Once you've **defined** a function like this you call it by using its name like so:

In [None]:
myagetest(22)

The user is between 18 and 25


What happens here is worth breaking down a little. 

Firstly, the code looks for a function called `myagetest` - it needs to have been defined *before* this line runs. 

Secondly, it **passes** the value `22` to that function, as an ingredient - an **argument**.

Now we look at the function as we defined it above. In the line `def myagetest(userage):` that ingredient is given the name `userage`. In other words, `22` is stored in a variable called `userage`, which can then be used by the code inside the function. 
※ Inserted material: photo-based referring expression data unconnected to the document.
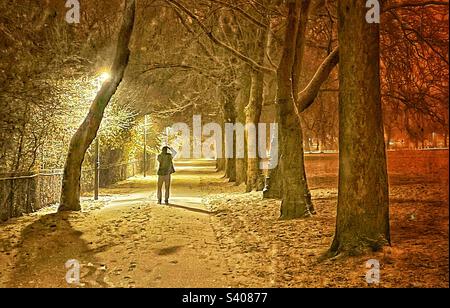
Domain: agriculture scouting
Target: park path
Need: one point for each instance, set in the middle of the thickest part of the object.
(126, 239)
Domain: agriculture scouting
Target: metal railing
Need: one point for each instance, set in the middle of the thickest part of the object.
(22, 193)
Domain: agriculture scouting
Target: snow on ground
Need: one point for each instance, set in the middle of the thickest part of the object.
(214, 235)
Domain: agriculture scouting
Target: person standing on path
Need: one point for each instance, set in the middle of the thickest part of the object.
(165, 171)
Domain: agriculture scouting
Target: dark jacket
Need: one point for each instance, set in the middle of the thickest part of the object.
(165, 164)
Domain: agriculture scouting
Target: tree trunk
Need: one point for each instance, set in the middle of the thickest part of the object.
(230, 117)
(294, 191)
(255, 178)
(242, 101)
(86, 133)
(363, 201)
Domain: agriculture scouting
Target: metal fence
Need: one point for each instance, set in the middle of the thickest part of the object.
(22, 193)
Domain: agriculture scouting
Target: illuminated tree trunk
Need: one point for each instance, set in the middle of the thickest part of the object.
(230, 117)
(363, 201)
(293, 191)
(86, 133)
(242, 101)
(255, 178)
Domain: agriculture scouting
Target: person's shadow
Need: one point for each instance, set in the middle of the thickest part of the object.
(43, 250)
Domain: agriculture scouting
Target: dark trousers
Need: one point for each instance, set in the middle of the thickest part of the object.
(164, 179)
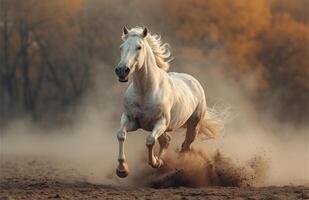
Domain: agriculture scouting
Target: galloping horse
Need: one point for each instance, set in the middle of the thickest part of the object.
(157, 101)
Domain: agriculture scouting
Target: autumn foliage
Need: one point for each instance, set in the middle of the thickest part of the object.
(268, 38)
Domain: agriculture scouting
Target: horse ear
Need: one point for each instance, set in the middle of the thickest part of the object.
(145, 32)
(125, 30)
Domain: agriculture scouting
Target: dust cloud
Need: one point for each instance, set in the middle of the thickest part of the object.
(253, 149)
(249, 152)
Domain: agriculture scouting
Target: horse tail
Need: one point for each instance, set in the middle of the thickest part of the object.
(212, 123)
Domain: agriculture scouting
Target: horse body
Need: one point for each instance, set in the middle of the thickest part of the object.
(157, 101)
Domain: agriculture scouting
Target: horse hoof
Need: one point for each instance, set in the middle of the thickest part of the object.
(122, 171)
(122, 174)
(158, 163)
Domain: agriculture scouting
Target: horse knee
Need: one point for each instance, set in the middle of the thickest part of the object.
(164, 140)
(121, 135)
(150, 141)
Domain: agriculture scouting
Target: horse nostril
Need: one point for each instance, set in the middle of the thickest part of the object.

This is what's called a **local variable**. In other words, it only exists within the scope of the function itself. Once the function is finished, the variable no longer exists. 

That variable is then tested by the code that comes next, and the relevant `print` command is executed.

*Note: Python comes with a number of built-in functions, but you can access more functions by importing **libraries**.*

## Saving your code

Try to save your code regularly by pressing CTRL+S or CMD+S. You can also export your notebook by selecting **File > Download .ipynb**. This can then be shared with others on GitHub etc.